In [0]:
from itertools import chain
from pyspark.sql.functions import to_date, date_format, coalesce, col,count, when, create_map, lit
import os

creating spark section

In [0]:
from pyspark.sql import SparkSession
# Initialize Spark session
spark = SparkSession.builder.appName("DeltaTableCheckAndAppend").getOrCreate()

# Customer

In [0]:

from pyspark.sql.functions import col, count, when
# Define the Delta table path
delta_path = "abfss://silver@scmdataset2025.dfs.core.windows.net/Customer"

# Function to check if Delta table exists
def delta_table_exists(path):
    try:
        files = dbutils.fs.ls(path)
        return any(file.name == "_delta_log/" for file in files)
    except Exception as e:
        print(f"Failed to access path: {e}")
        return False

# Function to get the first available CSV file dynamically
def get_csv_path(container="bronze", folder="Static_Data"):
    base_path = f"abfss://{container}@scmdataset2025.dfs.core.windows.net/{folder}/"
    try:
        files = dbutils.fs.ls(base_path)
        # Return the first CSV file found
        for file in files:
            if file.name.endswith(".csv"):
                return base_path + file.name
        raise FileNotFoundError(f"No CSV file found in {base_path}")
    except Exception as e:
        print(f"Failed to list files in {base_path}: {e}")
        return None

# Main logic
if not delta_table_exists(delta_path):
    csv_path = get_csv_path()
    if csv_path:
        # Read the CSV file dynamically
        df_customers = spark.read.format("csv")\
            .options(header="true")\
            .options(inferSchema="true")\
            .load(csv_path)

        # Create a temporary view
        df_customers.createOrReplaceTempView("temp_customers_view")

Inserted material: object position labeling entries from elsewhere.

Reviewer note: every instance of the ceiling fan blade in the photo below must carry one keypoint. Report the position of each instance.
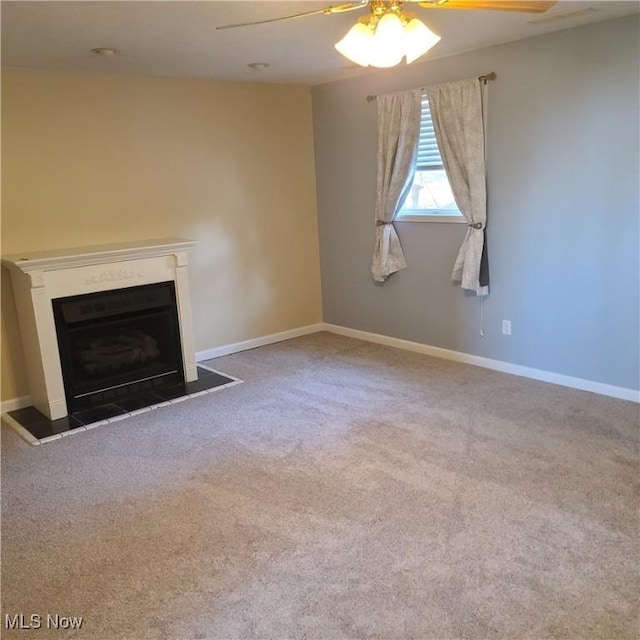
(526, 6)
(338, 8)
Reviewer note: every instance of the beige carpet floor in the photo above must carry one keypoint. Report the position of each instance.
(345, 490)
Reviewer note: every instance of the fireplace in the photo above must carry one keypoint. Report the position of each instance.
(116, 344)
(104, 321)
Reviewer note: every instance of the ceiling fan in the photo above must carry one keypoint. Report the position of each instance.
(389, 33)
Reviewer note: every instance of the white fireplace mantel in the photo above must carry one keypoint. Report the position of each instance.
(40, 277)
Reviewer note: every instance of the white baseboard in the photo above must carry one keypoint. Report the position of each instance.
(228, 349)
(621, 393)
(497, 365)
(15, 403)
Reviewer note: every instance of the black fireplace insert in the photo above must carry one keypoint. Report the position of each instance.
(116, 344)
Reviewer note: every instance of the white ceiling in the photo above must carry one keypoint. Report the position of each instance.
(179, 38)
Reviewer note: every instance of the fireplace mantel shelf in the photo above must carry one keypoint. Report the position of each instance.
(31, 261)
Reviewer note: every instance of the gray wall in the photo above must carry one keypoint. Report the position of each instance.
(563, 136)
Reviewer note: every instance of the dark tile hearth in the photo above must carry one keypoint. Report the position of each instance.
(41, 429)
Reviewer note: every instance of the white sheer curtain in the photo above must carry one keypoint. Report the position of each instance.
(456, 111)
(398, 133)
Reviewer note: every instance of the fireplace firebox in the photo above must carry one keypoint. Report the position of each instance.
(118, 343)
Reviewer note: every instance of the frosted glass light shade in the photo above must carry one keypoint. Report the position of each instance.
(388, 42)
(418, 39)
(388, 47)
(357, 44)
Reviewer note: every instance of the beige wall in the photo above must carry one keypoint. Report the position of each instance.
(93, 159)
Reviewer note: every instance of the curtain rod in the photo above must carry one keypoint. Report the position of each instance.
(485, 79)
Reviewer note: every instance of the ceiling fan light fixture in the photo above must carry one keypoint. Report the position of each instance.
(388, 45)
(357, 44)
(383, 40)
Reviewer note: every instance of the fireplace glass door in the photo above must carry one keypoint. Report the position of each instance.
(116, 344)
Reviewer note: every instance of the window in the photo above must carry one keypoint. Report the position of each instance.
(430, 198)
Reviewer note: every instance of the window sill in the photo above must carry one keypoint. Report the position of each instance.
(427, 218)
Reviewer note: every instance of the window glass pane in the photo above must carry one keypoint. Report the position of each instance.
(431, 190)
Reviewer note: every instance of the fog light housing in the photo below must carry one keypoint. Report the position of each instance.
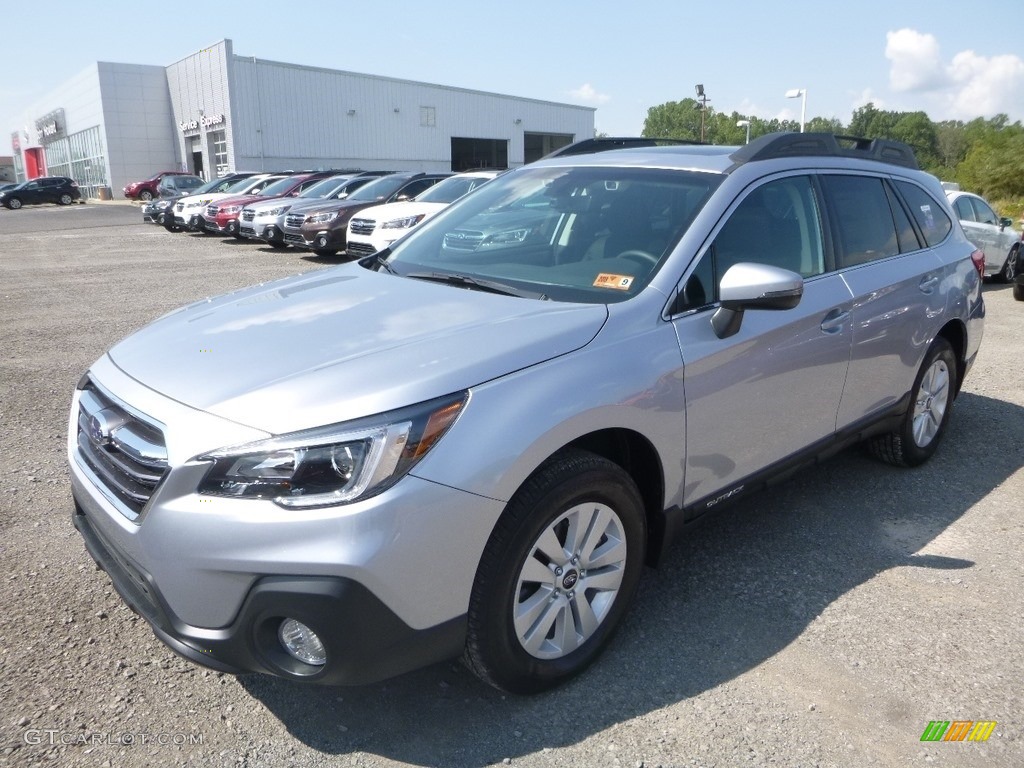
(301, 642)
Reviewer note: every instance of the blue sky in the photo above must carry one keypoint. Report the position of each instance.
(950, 59)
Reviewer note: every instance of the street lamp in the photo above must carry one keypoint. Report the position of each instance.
(702, 98)
(747, 124)
(802, 94)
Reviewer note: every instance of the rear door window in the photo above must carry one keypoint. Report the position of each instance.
(862, 219)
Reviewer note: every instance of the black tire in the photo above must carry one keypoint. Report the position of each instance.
(1010, 268)
(931, 403)
(557, 605)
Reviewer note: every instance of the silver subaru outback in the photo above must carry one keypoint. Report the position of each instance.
(471, 443)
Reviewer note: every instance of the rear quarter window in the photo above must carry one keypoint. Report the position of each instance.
(930, 215)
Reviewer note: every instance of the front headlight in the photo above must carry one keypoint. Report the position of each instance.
(320, 218)
(402, 223)
(335, 464)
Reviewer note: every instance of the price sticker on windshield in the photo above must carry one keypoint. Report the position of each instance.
(614, 282)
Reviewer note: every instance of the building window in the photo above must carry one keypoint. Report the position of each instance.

        # Check for duplicate values
        duplicate_counts = {}
        for column in df_customers.columns:
            duplicate_count = df_customers.groupBy(column).count().filter("count > 1").count()
            duplicate_counts[column] = duplicate_count

        for column, count in duplicate_counts.items():
            print(f"{column}: {count}")

        # Drop duplicate rows based on Customer_ID
        df_customers = df_customers.dropDuplicates(["Customer_ID"])
        

        # Drop the "Customer_Name" column
        df_customers = df_customers.drop("Customer_Name")

        # Write the DataFrame to the Delta table
        df_customers.write.format("delta").mode("overwrite").option("mergeSchema", "true").save(delta_path)

        # Optimize Delta table to maintain a single file
        spark.sql(f"OPTIMIZE delta.`{delta_path}`")

        print("File saved in the silver layer")
        print("Data processed successfully.")
    else:
        print("CSV file not found. Please check the directory.")
else:
    print("Delta table already exists in the silver layer.")


#product

In [0]:

# Define the Delta table path
delta_path = "abfss://silver@scmdataset2025.dfs.core.windows.net/Product"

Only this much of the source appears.